September 8, 2022

You know, something feeling terrifying doesn’t necessarily mean you shouldn’t do it.

Fear.

We all know it. The tightness in the chest. The block in the belly. Sweaty palms. Heart racing. That signal that something isn’t right. All we want to do is run away. Hide. Get away from it.

Fear is probably one of the most uncomfortable human emotions we experience. It’s uncomfortable by design, because by design, it’s there to help us move away from anything which our body deems to be a threat to our survival. If it wasn’t uncomfortable, we wouldn’t move, or freeze (until the threat has gone, think lion and impala situation).

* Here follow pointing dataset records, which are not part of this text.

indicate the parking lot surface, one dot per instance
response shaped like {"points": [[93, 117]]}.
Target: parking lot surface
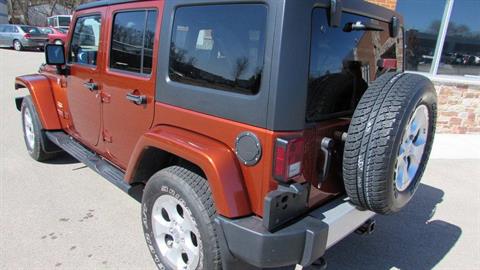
{"points": [[61, 215]]}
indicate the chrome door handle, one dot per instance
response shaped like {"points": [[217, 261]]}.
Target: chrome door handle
{"points": [[137, 99], [91, 86]]}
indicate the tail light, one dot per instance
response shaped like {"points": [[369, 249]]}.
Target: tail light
{"points": [[288, 158]]}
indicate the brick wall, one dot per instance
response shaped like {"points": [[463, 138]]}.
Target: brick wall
{"points": [[458, 108], [391, 4]]}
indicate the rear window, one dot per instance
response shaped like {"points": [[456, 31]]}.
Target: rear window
{"points": [[344, 60], [64, 21], [31, 30], [219, 46]]}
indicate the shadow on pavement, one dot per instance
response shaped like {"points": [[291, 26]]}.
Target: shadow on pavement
{"points": [[62, 159], [406, 240]]}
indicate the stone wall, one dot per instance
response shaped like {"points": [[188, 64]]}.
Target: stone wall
{"points": [[459, 108]]}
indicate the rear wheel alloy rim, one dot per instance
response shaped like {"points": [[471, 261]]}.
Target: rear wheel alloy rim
{"points": [[412, 148], [176, 233], [28, 126]]}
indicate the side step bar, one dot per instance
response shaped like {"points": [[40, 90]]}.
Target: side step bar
{"points": [[92, 160]]}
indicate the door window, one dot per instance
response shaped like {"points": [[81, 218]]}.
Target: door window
{"points": [[133, 35], [219, 46], [85, 40]]}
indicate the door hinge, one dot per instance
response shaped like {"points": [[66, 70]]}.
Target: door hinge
{"points": [[105, 97], [106, 136]]}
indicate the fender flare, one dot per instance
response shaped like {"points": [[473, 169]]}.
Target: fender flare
{"points": [[216, 160], [42, 96]]}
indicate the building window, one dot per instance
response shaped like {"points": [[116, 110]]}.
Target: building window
{"points": [[219, 46], [442, 36], [461, 49]]}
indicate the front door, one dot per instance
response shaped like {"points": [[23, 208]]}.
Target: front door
{"points": [[84, 82], [129, 81]]}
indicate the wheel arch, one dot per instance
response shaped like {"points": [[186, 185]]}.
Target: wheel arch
{"points": [[42, 96], [164, 146]]}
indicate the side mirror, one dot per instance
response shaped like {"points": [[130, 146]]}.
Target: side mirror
{"points": [[55, 55]]}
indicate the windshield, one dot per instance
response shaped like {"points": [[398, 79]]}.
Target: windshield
{"points": [[64, 21], [31, 30]]}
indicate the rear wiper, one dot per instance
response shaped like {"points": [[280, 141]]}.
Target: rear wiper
{"points": [[360, 26]]}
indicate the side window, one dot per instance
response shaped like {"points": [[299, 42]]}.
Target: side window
{"points": [[219, 46], [133, 35], [85, 40]]}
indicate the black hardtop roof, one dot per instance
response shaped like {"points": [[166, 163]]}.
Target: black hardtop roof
{"points": [[103, 3]]}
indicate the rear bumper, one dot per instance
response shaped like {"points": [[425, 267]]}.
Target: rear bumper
{"points": [[303, 242]]}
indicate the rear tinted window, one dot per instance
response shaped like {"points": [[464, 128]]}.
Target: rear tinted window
{"points": [[219, 46], [344, 60], [31, 30]]}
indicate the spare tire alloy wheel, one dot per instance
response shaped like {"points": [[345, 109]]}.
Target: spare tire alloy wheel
{"points": [[412, 148], [178, 220], [389, 141]]}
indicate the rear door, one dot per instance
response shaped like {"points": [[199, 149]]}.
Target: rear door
{"points": [[129, 84], [85, 61]]}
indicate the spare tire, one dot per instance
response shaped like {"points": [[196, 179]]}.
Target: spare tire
{"points": [[389, 141]]}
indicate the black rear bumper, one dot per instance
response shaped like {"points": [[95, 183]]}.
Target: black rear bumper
{"points": [[246, 240]]}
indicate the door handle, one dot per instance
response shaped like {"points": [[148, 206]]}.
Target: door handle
{"points": [[137, 99], [91, 86]]}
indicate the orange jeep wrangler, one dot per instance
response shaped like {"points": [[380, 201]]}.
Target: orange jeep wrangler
{"points": [[261, 132]]}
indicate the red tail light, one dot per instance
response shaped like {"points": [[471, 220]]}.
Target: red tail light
{"points": [[288, 158]]}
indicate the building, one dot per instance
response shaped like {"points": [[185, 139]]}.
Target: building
{"points": [[442, 39], [3, 12]]}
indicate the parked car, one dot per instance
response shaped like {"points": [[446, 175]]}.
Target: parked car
{"points": [[59, 21], [55, 35], [261, 132], [22, 36]]}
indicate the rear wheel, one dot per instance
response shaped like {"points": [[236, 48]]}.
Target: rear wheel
{"points": [[389, 142], [17, 45], [178, 220]]}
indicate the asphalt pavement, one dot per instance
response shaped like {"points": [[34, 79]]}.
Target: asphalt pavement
{"points": [[61, 215]]}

It’s a clever mechanism really.

The thing is though, for a lot of us, our fear mechanisms are all out of whack, so we feel fear at things which aren’t actually inherently unsafe or a threat to our lives. Fear can be stimulated by the smallest of things and can completely cripple us from doing anything.

Layered on top of this, is the fact that we all hold one hell of a lot of collective fear too. Like a LOT. I did this really interesting exercise for my breathwork training a few years ago where we were asked to watch the news completely consciously (no distractions and deep body awareness) and to really become aware of the emotions that came up whilst watching the news and voice them outloud. I only managed 7 minutes before it became so intensely uncomfortable that I had to turn it off. ‘Fear’ ‘Anger’ ‘Fear’ ‘Grief’ ‘Fear’ Fear’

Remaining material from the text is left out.